RealTime IT News

Porsche Dealt Court Defeat Over Domain Names

Porsche Cars North America has lost a closely-watched lawsuit involving domain names and trademark infringement.

Porsche Thursday said a Virginia federal court in Virginia dismissed its lawsuit against holders of 138 Internet domain names on June 8. All of the defendants had registered names which contained the words Porsche or Boxter, trademarks of the Germany-based company.

According to Porsche, the court rejected its "in rem" legal tactic of simultaneously suing all the registrants, some of whom are located outside the United States or whose identities can't easily be gleaned from Internic records.

Atlanta-based Porsche Cars North America filed the suit in Virginia this past January since domain registry zone files are maintained by Herndon, Va.-based Network Solutions Inc.

Paul Michael DeCicco, the San Diego attorney representing some of the defendents, hailed the court's ruling.

"Porsche was trying to simplify matters for themselves, but in the process stepped on due process, and the court recognized that. These in rem suits have been put to bed now."
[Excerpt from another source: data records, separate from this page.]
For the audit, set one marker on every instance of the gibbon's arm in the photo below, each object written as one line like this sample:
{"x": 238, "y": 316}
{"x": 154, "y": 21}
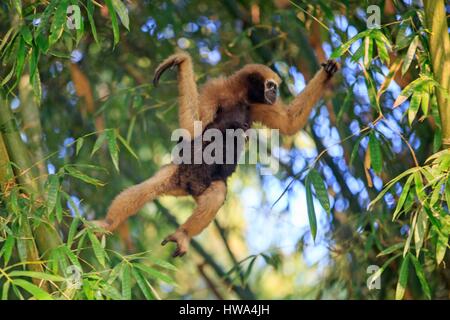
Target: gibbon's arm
{"x": 290, "y": 119}
{"x": 188, "y": 94}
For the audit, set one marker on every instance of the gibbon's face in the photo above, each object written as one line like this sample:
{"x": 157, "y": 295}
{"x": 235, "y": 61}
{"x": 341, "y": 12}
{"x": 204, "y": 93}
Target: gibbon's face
{"x": 261, "y": 90}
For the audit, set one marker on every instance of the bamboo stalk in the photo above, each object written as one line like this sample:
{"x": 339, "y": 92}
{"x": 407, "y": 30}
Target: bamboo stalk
{"x": 440, "y": 58}
{"x": 46, "y": 237}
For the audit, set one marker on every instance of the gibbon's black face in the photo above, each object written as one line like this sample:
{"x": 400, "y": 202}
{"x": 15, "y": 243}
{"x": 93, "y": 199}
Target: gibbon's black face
{"x": 261, "y": 90}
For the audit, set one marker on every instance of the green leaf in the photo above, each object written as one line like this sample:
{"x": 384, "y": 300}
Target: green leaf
{"x": 346, "y": 104}
{"x": 403, "y": 279}
{"x": 37, "y": 87}
{"x": 113, "y": 148}
{"x": 80, "y": 175}
{"x": 114, "y": 22}
{"x": 441, "y": 245}
{"x": 59, "y": 21}
{"x": 375, "y": 153}
{"x": 420, "y": 231}
{"x": 79, "y": 145}
{"x": 356, "y": 149}
{"x": 321, "y": 190}
{"x": 410, "y": 89}
{"x": 53, "y": 187}
{"x": 339, "y": 51}
{"x": 5, "y": 290}
{"x": 421, "y": 275}
{"x": 72, "y": 257}
{"x": 402, "y": 197}
{"x": 7, "y": 249}
{"x": 90, "y": 12}
{"x": 26, "y": 35}
{"x": 382, "y": 51}
{"x": 126, "y": 282}
{"x": 311, "y": 212}
{"x": 391, "y": 249}
{"x": 21, "y": 54}
{"x": 162, "y": 263}
{"x": 410, "y": 54}
{"x": 34, "y": 60}
{"x": 410, "y": 234}
{"x": 380, "y": 271}
{"x": 72, "y": 231}
{"x": 36, "y": 275}
{"x": 122, "y": 12}
{"x": 18, "y": 6}
{"x": 34, "y": 290}
{"x": 98, "y": 143}
{"x": 368, "y": 51}
{"x": 155, "y": 273}
{"x": 127, "y": 146}
{"x": 142, "y": 283}
{"x": 414, "y": 106}
{"x": 99, "y": 252}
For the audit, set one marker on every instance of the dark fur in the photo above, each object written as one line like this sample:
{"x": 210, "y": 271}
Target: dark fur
{"x": 196, "y": 178}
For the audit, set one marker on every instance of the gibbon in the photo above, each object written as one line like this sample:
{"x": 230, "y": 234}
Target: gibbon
{"x": 237, "y": 101}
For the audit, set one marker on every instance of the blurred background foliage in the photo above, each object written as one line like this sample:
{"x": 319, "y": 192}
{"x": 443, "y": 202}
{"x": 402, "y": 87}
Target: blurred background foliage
{"x": 80, "y": 121}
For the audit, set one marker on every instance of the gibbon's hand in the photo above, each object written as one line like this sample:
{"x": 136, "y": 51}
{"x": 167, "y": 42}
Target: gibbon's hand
{"x": 181, "y": 239}
{"x": 330, "y": 67}
{"x": 169, "y": 63}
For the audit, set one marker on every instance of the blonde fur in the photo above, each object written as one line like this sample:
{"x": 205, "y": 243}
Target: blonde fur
{"x": 225, "y": 92}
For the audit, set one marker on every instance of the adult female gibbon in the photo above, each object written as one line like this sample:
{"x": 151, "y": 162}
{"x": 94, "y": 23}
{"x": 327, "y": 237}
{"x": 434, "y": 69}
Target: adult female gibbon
{"x": 247, "y": 96}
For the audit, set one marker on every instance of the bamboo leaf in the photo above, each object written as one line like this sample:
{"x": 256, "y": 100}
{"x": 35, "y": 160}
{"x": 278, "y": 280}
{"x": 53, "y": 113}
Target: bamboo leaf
{"x": 36, "y": 275}
{"x": 126, "y": 282}
{"x": 114, "y": 22}
{"x": 7, "y": 249}
{"x": 155, "y": 273}
{"x": 410, "y": 54}
{"x": 311, "y": 212}
{"x": 34, "y": 290}
{"x": 142, "y": 284}
{"x": 127, "y": 146}
{"x": 391, "y": 249}
{"x": 90, "y": 13}
{"x": 414, "y": 106}
{"x": 99, "y": 252}
{"x": 53, "y": 187}
{"x": 403, "y": 279}
{"x": 113, "y": 148}
{"x": 83, "y": 177}
{"x": 59, "y": 21}
{"x": 98, "y": 143}
{"x": 420, "y": 231}
{"x": 421, "y": 275}
{"x": 321, "y": 190}
{"x": 79, "y": 145}
{"x": 402, "y": 197}
{"x": 375, "y": 153}
{"x": 122, "y": 12}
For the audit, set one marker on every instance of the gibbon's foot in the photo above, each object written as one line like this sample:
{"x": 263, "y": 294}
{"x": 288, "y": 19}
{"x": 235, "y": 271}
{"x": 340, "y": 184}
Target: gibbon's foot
{"x": 330, "y": 67}
{"x": 170, "y": 63}
{"x": 181, "y": 239}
Had the umbrella strategy been successful, Internet legal experts predicted copycat suits from other companies with famous names or trademarks.

Instead, Porsche must now combat trademark dilution by alleged cybersquatters on a case by case basis, according to Bret Fausett of Fausett, Gaeta & Lund in Boston.

"It increases the cost for domain name holders who are probably now going to have to pursue people in various jurisdictions. They will have to look carefully at who they want to sue and go after the real cyber squatters and not the hobbyists," Fausett said.

Internet free speech advocates had criticized the Porsche legal strategy for casting too wide a net and snaring fan and car club sites as well as those registered by speculators.

"The amount of backlash against this is incredible," said Mikki Barry, president of the Domain Name Rights Coalition.

"These companies are overstepping their rights. Trademark law doesn't give them complete control over any use of the word in any context. It only gives them the right to ensure consumers aren't confused about the source of a product or service."

Porsche Thursday said it intends to appeal the ruling. Since it filed the lawsuit in January, approximately 50 of the 138 domain names listed in the action have already agreed to cancel their registrations, according to the company. Porsche wouldn't disclose whether it offered any kind of compensation to the registrants for giving up the domains.